Are Singles in the Church Family?

Are Singles in the Church Family? October 31, 2014

From Claire Bonner, in Mutuality (Autumn, 2014): 15-17. Mutuality is a publication of the Christians for Biblical Equality. Follow @CBEInt and cbe.today/blog and facebook.com/christiansforbiblicalequality.

I became curious about how single adults were being cared for in the [complementarian] church and began studying the issue. My assumptions were immediately challenged. Because most people in my generation at church are married, I had thought single adults were a minority. I was surprised to learn that within Western populations, there is a steady increase in unmarried adults and one-person households. Many variables can account for this change, but the reality is that this is an expanding demographic. Yet, relatively few single adults are involved in churches. …

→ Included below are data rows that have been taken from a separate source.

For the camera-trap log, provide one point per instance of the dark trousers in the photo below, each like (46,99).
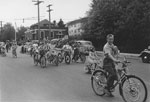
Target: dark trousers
(109,67)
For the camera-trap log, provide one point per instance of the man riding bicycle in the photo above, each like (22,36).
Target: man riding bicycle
(110,59)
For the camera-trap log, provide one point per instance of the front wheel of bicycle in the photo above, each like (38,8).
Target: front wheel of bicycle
(134,89)
(99,82)
(43,62)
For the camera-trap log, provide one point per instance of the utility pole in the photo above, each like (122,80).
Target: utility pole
(49,10)
(1,25)
(38,6)
(15,32)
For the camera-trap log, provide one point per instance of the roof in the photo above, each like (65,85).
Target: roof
(81,20)
(45,21)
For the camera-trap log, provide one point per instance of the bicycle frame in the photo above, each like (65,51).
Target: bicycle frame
(123,75)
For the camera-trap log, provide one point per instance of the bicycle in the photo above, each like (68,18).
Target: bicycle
(126,82)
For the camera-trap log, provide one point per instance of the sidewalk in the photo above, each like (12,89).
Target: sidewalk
(127,55)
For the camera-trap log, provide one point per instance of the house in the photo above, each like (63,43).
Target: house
(75,27)
(56,31)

How is the church seeking to understand and respond to this reality? Do our teachings lead to practices that affirm singles in their lives and callings? Or do we isolate and exclude them, as my friend had experienced? …

Single adults are diverse, unique individuals, and the participants interviewed had differing ideas, opinions, and experiences. But their experiences have several features in common
, summarized below.

1. Single adults receive little pastoral care. …

2. Single adults’ needs are not understood….

3. Church demographic divisions leave single adults out….

4. Single adults find the church a challenging place to cultivate friendships across genders….

5. Single adults feel that their lives are not perceived to be as significant as married lives….

My overall observation is that single adults, like anyone else, need a nurturing family environment. Where traditional families have this support at home, singles often don’t. They may live alone or with other single adults, each with their own lives. Some live far from their biological families. This makes it all the more important for the church to affirm and include single adults as part of the church family.

Jesus knew his disciples were his true family (Matt. 12:47-50), and all Christians are part of this family. But single adults often don’t experience the church as the loving and caring spiritual family it should be….

The complementarian churches of the single adults I interviewed reflect complementarian theology, placing emphasis on fulfilling marriage-based gender roles in the Christian life, and not knowing what to do with single adults. But would the responses of single adults be different at egalitarian churches? …

So, I issue a challenge to egalitarian churches: ask your single adults for honest reflections on their experience in the church. And really listen to them.